Pardon? I think you want to know what to learn. Keep practicing dp questions. As you practice, keep searching about each and reason for a step. In this way, you will learn dp.
u r amazing.....thnku
Nice explanation 🙂
Thanks :)
Mind blowing approch
Thanks :)
what if we had to find rectangle instead of square??
Well, a rectangle can be thought of as combination of 2 or more squares in the matrix. So we have to find continuous ccurrences of 2s or 3s or any higher number in a row of this DP matrix.

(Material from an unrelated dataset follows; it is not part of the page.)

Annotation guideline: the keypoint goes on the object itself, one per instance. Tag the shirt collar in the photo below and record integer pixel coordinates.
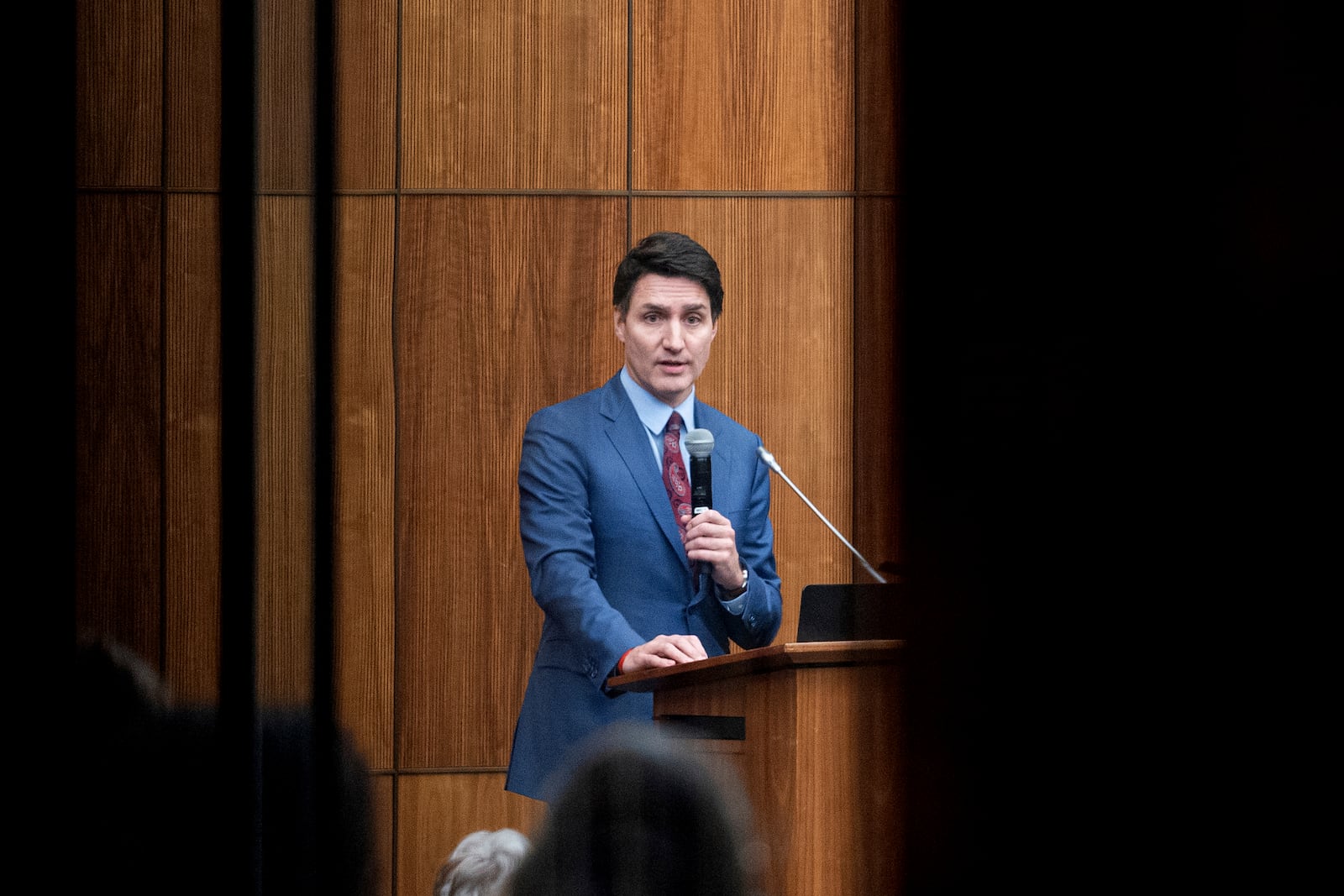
(654, 412)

We may take a counter "c" initialised to the first occurrence of a number >=2 in each row. And then increment it by one as an when we find more continuous occurrences of that number in the same row. We compute the area of a possible rectangle in each row traversal and store this value in a max variable. The area can be calculated as: counter × largest
Wow, thank you so much Sir ! I can understand it lol..
Welcome :)
@@techdose4u I found out that for a problem if I watched your video, I can remember the solution for a Longgg time, if watch other's video I will forget the solution the next day. 😂
@@yitingg7942 keep watching our videos ❤️
Sir how to do recursiveky
Hi , Can someone explain in first way how he is using dfs??
Thanks sir :-)
Welcome
Please sir, make a video on problem Game of two stacks of hackerrank
I have added this problem in my already long todo list. Will make it as soon as I get time for sure.
@@techdose4u Thank you sir
Why are you checking dp [i-1][j-1] == 1 in if condition ??
Diagonal adjacent cell is being checked here
Amazing
Awesome
I got this question on Amazon sde internship interview. Was not able to answer
🤔
@@techdose4u I appreciate what you have been doing for us. Please keep up this amazing job.
excellent.
sir pls check this solution not working in interviewbit
what is the intuition behind using "min" in these elements?
The idea is to check if there are occurrences of 0s in any of the past adjacent cells. Say you are currently at i = 3, j = 4 of the above example.
If you take min of past adjacent cells, and it comes out as 0 then it means that a 2×2 square matrix CANNOT be formed.
If you have min as 1 that means 3×3 matrix of 1s cannot be formed, here only a 2×2 is possible.